Re-elected in 2011, Sirleaf oversaw a country that slipped into recession in 2016 under the impact of an Ebola outbreak in West Africa, virtually shutting down businesses and the collapse in commodity prices.
"The last five years of Ellen's regime were marked by a flood of people coming from the diaspora to get jobs while locally qualified people" were overlooked, Nimely told AFP.
"That made many people go against the regime," Nimely said, including the younger generation which grew frustrated with the lack of economic opportunities.
"These youths today have decided to elect George Weah, they are expecting him to do what Ellen Sirleaf did not do. It is a big challenge for Weah."

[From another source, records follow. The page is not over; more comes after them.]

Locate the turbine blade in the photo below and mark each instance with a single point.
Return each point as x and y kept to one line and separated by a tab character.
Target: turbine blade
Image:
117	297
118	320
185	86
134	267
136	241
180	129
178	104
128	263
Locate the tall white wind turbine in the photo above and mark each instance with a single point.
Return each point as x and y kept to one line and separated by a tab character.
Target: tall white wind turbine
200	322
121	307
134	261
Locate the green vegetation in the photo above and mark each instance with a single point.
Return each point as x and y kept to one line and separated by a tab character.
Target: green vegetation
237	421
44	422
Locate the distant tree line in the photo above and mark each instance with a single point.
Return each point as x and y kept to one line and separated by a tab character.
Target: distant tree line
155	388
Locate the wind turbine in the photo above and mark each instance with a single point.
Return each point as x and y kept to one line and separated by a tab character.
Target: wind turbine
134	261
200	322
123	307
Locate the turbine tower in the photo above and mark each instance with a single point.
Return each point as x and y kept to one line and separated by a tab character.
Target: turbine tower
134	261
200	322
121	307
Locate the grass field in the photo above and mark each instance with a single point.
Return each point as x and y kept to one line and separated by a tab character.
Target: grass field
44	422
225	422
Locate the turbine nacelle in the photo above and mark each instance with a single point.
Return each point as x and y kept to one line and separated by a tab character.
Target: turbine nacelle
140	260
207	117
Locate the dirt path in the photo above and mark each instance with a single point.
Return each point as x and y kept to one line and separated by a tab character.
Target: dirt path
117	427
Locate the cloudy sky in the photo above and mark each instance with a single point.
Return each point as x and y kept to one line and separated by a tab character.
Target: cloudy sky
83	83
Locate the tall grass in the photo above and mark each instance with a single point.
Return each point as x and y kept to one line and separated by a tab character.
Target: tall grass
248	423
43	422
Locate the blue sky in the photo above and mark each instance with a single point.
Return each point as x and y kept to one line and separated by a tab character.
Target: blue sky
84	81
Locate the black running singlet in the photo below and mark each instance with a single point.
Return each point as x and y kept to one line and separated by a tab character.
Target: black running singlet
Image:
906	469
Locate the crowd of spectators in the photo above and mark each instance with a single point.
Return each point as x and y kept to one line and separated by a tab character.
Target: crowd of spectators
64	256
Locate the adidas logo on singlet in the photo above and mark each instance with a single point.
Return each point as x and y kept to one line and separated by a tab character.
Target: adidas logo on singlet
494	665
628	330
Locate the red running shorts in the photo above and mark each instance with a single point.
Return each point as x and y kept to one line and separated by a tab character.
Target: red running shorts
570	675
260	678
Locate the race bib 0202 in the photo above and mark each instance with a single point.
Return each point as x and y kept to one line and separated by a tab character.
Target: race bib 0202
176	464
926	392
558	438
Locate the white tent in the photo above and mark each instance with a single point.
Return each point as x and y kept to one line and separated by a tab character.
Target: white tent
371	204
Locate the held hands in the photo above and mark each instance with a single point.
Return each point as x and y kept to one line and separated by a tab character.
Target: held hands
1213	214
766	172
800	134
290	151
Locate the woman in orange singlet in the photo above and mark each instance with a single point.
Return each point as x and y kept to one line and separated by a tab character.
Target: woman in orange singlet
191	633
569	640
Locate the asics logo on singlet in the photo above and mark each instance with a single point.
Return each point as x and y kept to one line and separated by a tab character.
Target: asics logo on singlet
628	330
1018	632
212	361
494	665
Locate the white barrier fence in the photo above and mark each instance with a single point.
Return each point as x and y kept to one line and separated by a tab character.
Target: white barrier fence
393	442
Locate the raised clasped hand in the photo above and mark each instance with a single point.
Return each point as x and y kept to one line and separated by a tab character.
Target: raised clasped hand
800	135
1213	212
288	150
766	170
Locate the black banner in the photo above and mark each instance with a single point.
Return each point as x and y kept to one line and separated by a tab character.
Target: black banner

When Africa's "Iron Lady" first became head of state in Liberia in 2005, she took charge of a nation traumatized by 14 years of brutal civil war with no electricity grid, running water or infrastructure. The conflict killed about 250,000 people between 1989 and 2003.
Turning around Africa's oldest independent state — first founded for freed US slaves — where institutions had become rotten to the core, was never going to be easy.
But fighting corruption in favor of deeper institutional reforms was always at the heart of her political agenda, earning her the nickname "Iron Lady" and two prison terms in the 1980s during dictator Samuel Doe's regime.
When she was elected, she made use of her international cachet as a Harvard-trained economist, former finance minister and an executive at the World Bank.
Sirleaf attracted investments in the mining, agriculture and forestry sectors and offshore oil exploration, as well as in debt relief.
Half of the roads around Monrovia have been rebuilt and the capital now has running water. Electricity, once non-existent here, is available in some parts of the city but the supply is still haphazard.
Yet unemployment is still high and extreme poverty pervasive.
Attitudes cooled to Sirleaf at home when a 2009 Truth and Reconciliation Commission named her on a list of people who should not hold public office for 30 years for backing warlord-turned-president Charles Taylor.
Sirleaf admitted to initially backing Taylor's insurgency against Samuel Doe's government in 1989 which led to the country's first civil war, but became a fierce opponent as the true extent of his war crimes became apparent.
She calmly deflected the myriad criticisms against her, returning time and again to the need to reconcile and move forward.
Born Ellen Euphemia Johnson on Oct. 29, 1938, in the capital Monrovia, she wrote in her memoirs that an old man predicted days after her birth that she would grow up to rule.
The sprightly grandmother married at age 17, but later divorced after the relationship turned abusive.
She has four sons and 11 grandchildren.